5.07.2009

Architecture for Cyborgs

What is the role of architecture in an age when our technology is radically transforming us?

While our technology (and our architecture) has always been closely linked to who and how we are, it seems to be moving increasingly closer to us to the extent that you might even say we are becoming cyborgs! A number of important changes are taking place: the extent that we are becoming embroiled in large unfathomable networks is causing disindividuation and re-mystification; the merger of physical reality with virtual reality (the emergence of mixed reality) together with transcendence of the purely visual interface are causing a more harmonious relationship to develop between mind & body; the split self, or ecological model of self is supported by technologies that structurally divide attention, opening the potential for ironic attitudes towards truth, and more pervasive acceptance of plurality and multiplicity.

The architect can play several roles in all of this.

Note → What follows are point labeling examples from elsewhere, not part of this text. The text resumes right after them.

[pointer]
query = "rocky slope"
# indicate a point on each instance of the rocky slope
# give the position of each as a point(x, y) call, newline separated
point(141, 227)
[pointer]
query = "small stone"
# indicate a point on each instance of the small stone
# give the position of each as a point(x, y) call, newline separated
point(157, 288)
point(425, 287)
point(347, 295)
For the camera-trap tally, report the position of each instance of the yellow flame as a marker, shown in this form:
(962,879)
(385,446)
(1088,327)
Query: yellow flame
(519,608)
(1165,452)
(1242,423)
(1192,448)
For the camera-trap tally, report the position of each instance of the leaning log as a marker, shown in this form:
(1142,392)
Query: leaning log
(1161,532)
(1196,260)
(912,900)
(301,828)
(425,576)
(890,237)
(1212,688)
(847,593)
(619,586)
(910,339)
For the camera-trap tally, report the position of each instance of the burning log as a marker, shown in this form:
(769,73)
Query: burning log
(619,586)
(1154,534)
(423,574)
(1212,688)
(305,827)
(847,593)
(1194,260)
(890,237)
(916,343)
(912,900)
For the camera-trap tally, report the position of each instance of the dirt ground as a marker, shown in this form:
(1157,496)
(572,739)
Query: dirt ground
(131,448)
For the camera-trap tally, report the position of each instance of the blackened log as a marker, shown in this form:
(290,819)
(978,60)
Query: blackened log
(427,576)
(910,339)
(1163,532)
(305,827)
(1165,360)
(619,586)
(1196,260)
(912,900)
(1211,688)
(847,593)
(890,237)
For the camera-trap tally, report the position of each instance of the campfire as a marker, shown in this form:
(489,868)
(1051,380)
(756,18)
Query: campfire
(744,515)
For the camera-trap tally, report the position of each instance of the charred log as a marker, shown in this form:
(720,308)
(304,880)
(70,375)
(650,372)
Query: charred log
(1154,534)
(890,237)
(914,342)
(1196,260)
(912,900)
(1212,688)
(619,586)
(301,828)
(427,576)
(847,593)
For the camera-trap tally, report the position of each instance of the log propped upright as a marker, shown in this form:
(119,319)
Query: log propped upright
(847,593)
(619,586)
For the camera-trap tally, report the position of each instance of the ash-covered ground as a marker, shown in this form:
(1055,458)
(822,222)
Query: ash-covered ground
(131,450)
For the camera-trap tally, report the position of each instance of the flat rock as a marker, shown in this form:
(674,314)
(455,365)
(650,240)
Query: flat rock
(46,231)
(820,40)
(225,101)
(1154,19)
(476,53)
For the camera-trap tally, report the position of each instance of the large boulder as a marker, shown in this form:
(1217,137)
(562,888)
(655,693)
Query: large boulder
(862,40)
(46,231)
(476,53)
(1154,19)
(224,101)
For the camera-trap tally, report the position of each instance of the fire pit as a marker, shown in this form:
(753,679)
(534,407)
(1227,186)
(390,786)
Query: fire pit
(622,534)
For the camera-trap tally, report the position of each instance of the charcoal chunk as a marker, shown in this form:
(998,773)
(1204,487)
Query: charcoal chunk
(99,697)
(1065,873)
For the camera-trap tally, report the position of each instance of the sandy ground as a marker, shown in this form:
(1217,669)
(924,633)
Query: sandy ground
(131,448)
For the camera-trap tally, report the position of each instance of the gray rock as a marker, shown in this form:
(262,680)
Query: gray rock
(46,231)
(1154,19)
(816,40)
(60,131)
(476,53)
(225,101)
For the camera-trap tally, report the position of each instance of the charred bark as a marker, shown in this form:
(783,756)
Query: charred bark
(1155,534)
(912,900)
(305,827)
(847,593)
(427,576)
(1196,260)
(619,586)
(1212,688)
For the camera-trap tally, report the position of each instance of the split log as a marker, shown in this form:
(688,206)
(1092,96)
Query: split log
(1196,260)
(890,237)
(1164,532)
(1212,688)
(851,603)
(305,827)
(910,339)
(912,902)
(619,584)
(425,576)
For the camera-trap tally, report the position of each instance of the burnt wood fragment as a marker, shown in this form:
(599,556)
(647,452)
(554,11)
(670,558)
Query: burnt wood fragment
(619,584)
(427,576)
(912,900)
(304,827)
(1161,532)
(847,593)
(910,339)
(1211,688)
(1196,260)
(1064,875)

First, it is the architect’s responsibility to carefully calibrate our relationships with larger ecological networks. Given the alienating potential of digital technology, the architect must pay close attention to the scale of the body (or machine-body, or whatever) – to craft and to detail, and to the sensuous engagement between cyborg machine-body and its immediate ecosystem. The architect must also strive to accommodate those aspects of our cyborg-becoming, as listed above, which offer promise for the future. Our architecture must suit the ironic mind. If it structures a way of living and eternalizes images of the ideal life, let them be tolerant and liberal, and open to multiplicity. If the architect must imply stories in the architecture, let those stories have blurred boundaries and multiple endings. Let them be stories instilled with irony.